For months, Breitbart continued to resist every request that he release the full, unedited ACORN videotapes, which ought to have alerted editors and producers that something was wrong. But then in the course of the California investigation, Brown struck a plea deal with O’Keefe, who was in jeopardy of indictment for violating the state’s privacy laws. (According to Brown’s final report, "the facts presented here strongly suggests that O’Keefe and Giles violated state privacy laws and provides fair warning to them and others that this type of activity can be prosecuted in California.") The plea agreement deal forced O’Keefe to turn over the complete set of tapes to state investigators. Brown’s verdict on their misuse was scathing. "The evidence illustrates that things are not always as partisan zealots portray them through highly selective editing of reality," he said. "Sometimes a fuller truth is found on the cutting room floor."

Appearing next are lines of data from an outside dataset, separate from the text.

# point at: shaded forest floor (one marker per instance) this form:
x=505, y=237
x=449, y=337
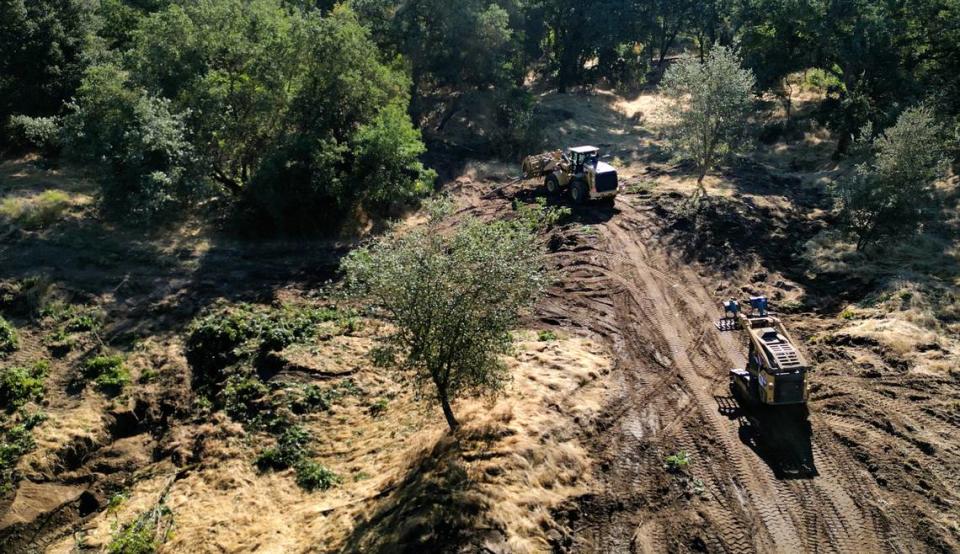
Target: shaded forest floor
x=572, y=456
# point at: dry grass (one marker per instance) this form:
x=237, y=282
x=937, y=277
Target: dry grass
x=34, y=198
x=517, y=453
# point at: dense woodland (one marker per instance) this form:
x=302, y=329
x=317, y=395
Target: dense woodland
x=286, y=109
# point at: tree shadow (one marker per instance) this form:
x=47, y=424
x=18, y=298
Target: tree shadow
x=155, y=281
x=434, y=508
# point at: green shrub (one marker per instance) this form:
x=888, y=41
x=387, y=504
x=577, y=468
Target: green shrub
x=312, y=476
x=379, y=407
x=678, y=461
x=140, y=144
x=108, y=372
x=20, y=385
x=40, y=132
x=143, y=535
x=291, y=448
x=242, y=397
x=848, y=314
x=9, y=338
x=36, y=212
x=225, y=337
x=546, y=336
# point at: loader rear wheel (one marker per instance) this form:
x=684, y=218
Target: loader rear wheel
x=553, y=185
x=578, y=192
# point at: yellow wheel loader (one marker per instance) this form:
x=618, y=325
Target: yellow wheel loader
x=578, y=171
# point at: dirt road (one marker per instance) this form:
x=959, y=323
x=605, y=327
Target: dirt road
x=803, y=489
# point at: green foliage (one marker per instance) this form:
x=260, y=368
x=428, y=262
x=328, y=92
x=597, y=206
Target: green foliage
x=42, y=133
x=708, y=107
x=546, y=336
x=19, y=385
x=453, y=298
x=145, y=534
x=312, y=476
x=43, y=47
x=292, y=447
x=9, y=338
x=349, y=142
x=227, y=336
x=678, y=462
x=538, y=217
x=242, y=396
x=315, y=397
x=379, y=407
x=893, y=194
x=108, y=372
x=848, y=314
x=141, y=145
x=36, y=212
x=69, y=321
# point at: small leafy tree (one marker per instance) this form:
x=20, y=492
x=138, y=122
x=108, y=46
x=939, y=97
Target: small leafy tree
x=893, y=193
x=454, y=299
x=148, y=165
x=708, y=105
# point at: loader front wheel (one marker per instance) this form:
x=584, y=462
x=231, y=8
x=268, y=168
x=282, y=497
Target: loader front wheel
x=553, y=184
x=578, y=192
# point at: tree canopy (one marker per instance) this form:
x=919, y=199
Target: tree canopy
x=454, y=298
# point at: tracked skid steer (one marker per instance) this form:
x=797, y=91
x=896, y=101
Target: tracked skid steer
x=776, y=372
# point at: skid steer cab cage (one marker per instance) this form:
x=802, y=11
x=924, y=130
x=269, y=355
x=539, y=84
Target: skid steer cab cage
x=776, y=372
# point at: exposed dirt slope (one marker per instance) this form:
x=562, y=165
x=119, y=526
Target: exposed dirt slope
x=791, y=486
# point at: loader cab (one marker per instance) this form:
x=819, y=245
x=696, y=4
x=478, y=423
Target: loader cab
x=582, y=156
x=778, y=370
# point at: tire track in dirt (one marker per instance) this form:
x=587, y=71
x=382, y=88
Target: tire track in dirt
x=796, y=515
x=759, y=486
x=670, y=366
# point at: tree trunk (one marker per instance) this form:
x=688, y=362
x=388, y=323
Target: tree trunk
x=448, y=413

Meanwhile, Times public editor Clark Hoyt, like his colleagues in other mainstream outlets, has been forced to acknowledge gross errors in the paper’s coverage – such as the false claim, encouraged by Breitbart and Fox, that O’Keefe went into the ACORN offices "dressed so outlandishly [as a pimp] that he might have been playing in a risqué high school play." In fact, the filmmaker never wore his ridiculous pimp regalia into a single ACORN office, always dressing instead like a buttoned-down junior accountant.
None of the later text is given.